Era un noticiario local sobre una manifestación al aire libre en Knoxland con pancartas improvisadas:
NO NOS HACEN CASO
NO PODEMOS VIVIR ASÍ
LOS DEL BARRIO TAMBIÉN NECESITAMOS AYUDA
El reportero entrevistaba a la pareja del piso anexo al de la víctima, y Rebus captó algunas frases: «Es responsabilidad del Ayuntamiento… No nos hacen caso… Los meten aquí sin más… Nosotros les tenemos sin cuidado». Era como si les hubiesen aleccionado con frases hechas. El periodista se volvió hacia un hombre de aspecto asiático bien vestido con gafas de montura plateada. En la pantalla apareció el nombre de Mohamed Dirwan, de la asociación Nuevos Ciudadanos de Glasgow.

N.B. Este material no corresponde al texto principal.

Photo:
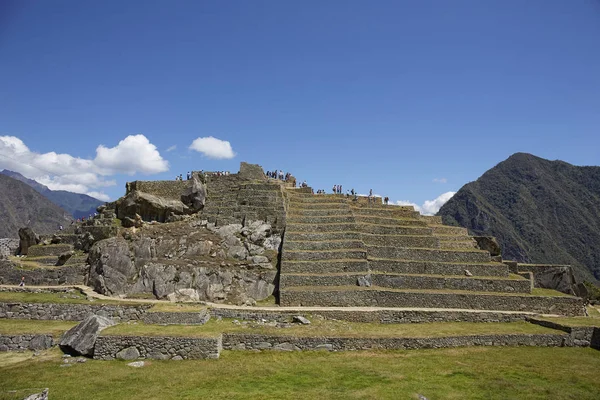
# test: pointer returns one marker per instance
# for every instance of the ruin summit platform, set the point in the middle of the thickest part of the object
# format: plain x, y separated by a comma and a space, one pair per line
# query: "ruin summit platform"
241, 238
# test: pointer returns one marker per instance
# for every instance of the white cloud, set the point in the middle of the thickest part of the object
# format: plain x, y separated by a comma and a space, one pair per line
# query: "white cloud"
65, 172
213, 148
133, 154
99, 195
429, 207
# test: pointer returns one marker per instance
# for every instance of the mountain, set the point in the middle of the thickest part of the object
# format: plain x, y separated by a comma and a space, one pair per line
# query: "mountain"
78, 205
540, 211
20, 204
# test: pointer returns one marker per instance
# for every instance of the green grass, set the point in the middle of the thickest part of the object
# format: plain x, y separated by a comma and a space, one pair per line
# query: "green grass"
74, 297
329, 328
464, 373
24, 326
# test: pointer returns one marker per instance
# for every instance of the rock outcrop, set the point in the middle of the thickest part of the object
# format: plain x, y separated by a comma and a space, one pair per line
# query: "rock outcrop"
27, 238
80, 339
189, 261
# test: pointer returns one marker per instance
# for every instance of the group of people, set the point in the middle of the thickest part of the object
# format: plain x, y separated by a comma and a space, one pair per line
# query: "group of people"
180, 176
279, 175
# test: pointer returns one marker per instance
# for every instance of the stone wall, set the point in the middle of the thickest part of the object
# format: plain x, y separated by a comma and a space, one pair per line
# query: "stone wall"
166, 189
156, 347
176, 318
377, 316
70, 312
581, 336
10, 274
568, 306
290, 343
25, 342
8, 247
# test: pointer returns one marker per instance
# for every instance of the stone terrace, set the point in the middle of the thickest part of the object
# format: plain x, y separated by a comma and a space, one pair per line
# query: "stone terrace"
338, 251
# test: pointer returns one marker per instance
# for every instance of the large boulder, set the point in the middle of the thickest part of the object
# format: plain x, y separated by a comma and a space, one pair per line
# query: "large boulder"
195, 195
111, 266
488, 243
27, 238
557, 278
80, 339
149, 207
252, 172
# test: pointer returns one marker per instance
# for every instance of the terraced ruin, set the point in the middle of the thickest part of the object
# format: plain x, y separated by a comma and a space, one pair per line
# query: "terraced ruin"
276, 258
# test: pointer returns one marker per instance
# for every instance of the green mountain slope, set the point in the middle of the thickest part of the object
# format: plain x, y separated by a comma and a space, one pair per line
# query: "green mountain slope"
22, 206
541, 211
78, 205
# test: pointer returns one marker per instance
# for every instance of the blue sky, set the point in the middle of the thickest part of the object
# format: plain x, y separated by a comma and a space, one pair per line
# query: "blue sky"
410, 98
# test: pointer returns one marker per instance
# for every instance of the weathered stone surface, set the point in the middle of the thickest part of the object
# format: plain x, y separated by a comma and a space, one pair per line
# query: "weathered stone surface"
557, 278
64, 257
81, 338
128, 353
488, 243
148, 206
302, 320
252, 172
159, 347
195, 195
27, 238
364, 281
110, 266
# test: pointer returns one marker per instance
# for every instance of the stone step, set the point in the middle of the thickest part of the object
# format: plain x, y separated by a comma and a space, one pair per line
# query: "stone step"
261, 186
455, 244
393, 222
421, 254
322, 245
400, 281
330, 219
448, 230
438, 268
453, 238
432, 219
401, 241
42, 260
356, 254
343, 296
318, 212
387, 212
316, 199
299, 227
319, 236
39, 250
324, 266
394, 230
318, 206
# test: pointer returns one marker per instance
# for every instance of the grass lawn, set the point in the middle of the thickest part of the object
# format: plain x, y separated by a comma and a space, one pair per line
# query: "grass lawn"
333, 329
74, 297
464, 373
24, 326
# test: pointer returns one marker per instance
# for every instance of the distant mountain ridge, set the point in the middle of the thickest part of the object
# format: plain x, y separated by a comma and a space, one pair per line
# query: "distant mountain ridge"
540, 211
21, 205
78, 205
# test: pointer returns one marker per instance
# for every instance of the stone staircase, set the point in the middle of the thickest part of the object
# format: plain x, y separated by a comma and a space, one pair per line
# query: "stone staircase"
338, 251
231, 200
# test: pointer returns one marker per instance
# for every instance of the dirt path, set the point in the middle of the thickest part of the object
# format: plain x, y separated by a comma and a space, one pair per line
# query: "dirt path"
88, 291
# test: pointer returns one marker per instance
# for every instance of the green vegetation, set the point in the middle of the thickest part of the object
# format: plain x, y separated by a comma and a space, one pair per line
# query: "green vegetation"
540, 211
320, 327
464, 373
24, 326
74, 297
20, 203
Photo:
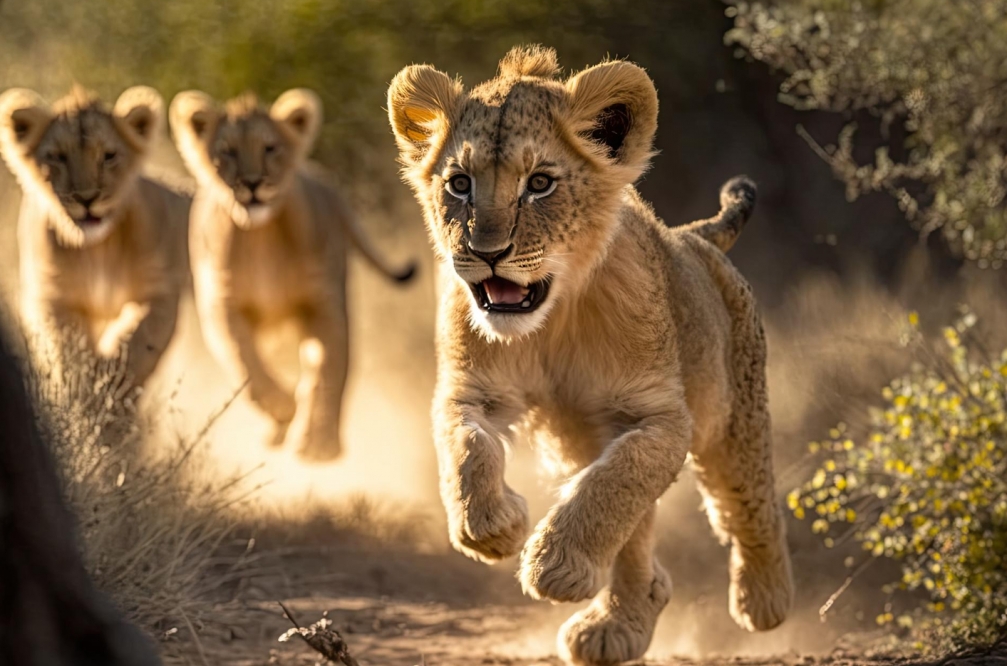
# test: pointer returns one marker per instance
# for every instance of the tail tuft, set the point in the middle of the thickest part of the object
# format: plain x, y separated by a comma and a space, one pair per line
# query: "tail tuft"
737, 201
406, 274
739, 190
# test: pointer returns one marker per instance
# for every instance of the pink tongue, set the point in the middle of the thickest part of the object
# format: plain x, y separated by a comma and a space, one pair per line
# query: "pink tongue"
504, 291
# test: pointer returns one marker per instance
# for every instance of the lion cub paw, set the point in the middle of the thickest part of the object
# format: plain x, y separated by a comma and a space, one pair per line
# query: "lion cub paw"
276, 402
490, 530
314, 437
761, 590
556, 568
605, 633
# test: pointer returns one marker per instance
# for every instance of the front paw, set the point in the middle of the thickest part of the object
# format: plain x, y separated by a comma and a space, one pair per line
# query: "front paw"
314, 437
490, 529
556, 567
276, 402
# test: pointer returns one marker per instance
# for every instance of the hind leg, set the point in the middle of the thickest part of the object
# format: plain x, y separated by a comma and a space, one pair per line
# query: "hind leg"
618, 625
736, 480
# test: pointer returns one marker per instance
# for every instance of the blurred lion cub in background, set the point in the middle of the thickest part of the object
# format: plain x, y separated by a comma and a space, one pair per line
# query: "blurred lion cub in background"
268, 240
102, 248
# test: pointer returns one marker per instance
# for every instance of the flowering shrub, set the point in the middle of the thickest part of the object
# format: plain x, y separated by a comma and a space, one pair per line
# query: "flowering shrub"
927, 487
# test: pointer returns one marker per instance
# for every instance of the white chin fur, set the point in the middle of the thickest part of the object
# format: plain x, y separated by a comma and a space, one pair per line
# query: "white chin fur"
499, 326
97, 232
74, 235
257, 216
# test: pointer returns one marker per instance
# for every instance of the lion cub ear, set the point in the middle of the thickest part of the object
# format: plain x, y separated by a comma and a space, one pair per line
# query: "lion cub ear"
139, 114
614, 107
192, 117
421, 107
299, 111
24, 117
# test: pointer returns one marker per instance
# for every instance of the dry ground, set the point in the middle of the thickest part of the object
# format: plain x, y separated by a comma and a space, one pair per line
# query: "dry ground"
407, 609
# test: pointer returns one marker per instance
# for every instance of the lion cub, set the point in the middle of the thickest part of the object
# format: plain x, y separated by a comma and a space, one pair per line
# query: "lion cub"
268, 242
102, 248
570, 310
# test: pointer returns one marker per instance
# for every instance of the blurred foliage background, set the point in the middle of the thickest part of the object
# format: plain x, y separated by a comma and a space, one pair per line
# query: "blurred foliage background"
932, 73
918, 79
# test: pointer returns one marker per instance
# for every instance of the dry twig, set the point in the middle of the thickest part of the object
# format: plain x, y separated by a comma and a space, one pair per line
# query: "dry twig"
321, 638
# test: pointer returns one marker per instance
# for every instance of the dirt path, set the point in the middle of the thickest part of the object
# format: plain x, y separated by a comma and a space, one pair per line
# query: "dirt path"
407, 609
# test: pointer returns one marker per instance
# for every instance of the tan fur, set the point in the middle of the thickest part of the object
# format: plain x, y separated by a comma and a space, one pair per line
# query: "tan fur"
102, 248
646, 347
268, 243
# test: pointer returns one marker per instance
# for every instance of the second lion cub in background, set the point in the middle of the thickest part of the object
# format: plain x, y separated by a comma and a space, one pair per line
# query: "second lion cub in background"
268, 242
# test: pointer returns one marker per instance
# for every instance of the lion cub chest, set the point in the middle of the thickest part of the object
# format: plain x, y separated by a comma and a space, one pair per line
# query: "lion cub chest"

—Ahí hay mucha gente loca —comentó el camarero.
—En Knoxland pueden meter todo lo que quieran —añadió un cliente habitual.
Rebus se volvió hacia él.
—¿Todo lo que quieran de qué?
El hombre se encogió de hombros.
—Llámelos como le guste…, refugiados o chorizos. Sean lo que sean, yo sé muy bien quién acaba pagando el pato.
—Es cierto, Matty —comentó el camarero, y añadió dirigiéndose a Rebus—: ¿Ha visto lo que quería?
—De sobra —dijo Rebus, y se marchó dejando la cerveza a medias.